たった8頁のこの絵本、しかし、厚紙にカラー印刷というリッチなつくりで、別のページにはデビューまなしと思われるいわさきちひろの作品もある。
宇宙旅行とかロケットとか、生活概念にない場面、モノをどんなふうに描けばよいのか、画家は悩みまくったのではと想像します。おそらく「無重力」も知らなかったのではないでせうか。
でも描かねばならない。画家はありったけの科学知識を使って宇宙旅行のようすを表現した。それが下の画像です。素朴で微笑ましいという見方ができますが、いまの子供が同じ感覚で見ることができるか? できないでせう。飛行機=プロペラ機の時代、宇宙旅行も「空を飛ぶ」と言う点は同じだからという発想で描いたと想像します。キッチンでコックさんが料理を作ってる場面を加えることで宇宙旅行の味気なさをカバーしています。

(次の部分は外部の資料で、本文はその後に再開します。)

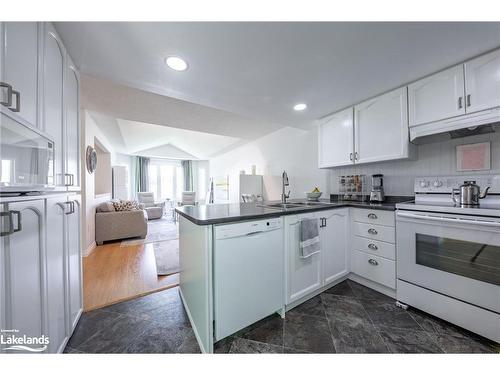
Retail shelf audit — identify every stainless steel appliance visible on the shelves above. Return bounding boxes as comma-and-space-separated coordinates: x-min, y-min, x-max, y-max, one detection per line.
396, 175, 500, 342
451, 180, 491, 206
0, 111, 55, 193
370, 174, 385, 202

現実の世界はどうだったのか。宇宙ロケットの開発はものすごいスピードで進みました。シンプルにまとめたらこんな感じです。
1945年・・敗戦により、軍事研究禁止
1955年・・糸川英夫博士、ペンシルロケット(23cm)発射に成功
1959年・・当「こどものせかい」発行
1968年・・映画「2001年 宇宙の旅」公開
1969年・・アポロ11号 月面着陸に成功
なんと、この絵本が発行された10年後の1969年に月への往復旅行が実現しました。ソ連とアメリカの熾烈な競争があったとはいえ、ものすごい科学技術の進歩です。その前年には映画「2001年 宇宙の旅」が公開された。今から見ればぜんぜんリアルな映像ではなかったのに観客はみんな宇宙旅行ってこんなものかと思ってしまった。
今から64年まえに描かれた長閑な「100%アナログ発想による宇宙旅行」をお楽しみ下さい(1959年 カトリック協議会発行)
宇宙ロケットの内部のイラスト
ロケットの操縦は重機操作でおなじみのレバーで行う。通信士はヘッドフォンをつけて交信する。食事はコックさんがつくる。
複雑な機械=歯車の組み合わせを想像した。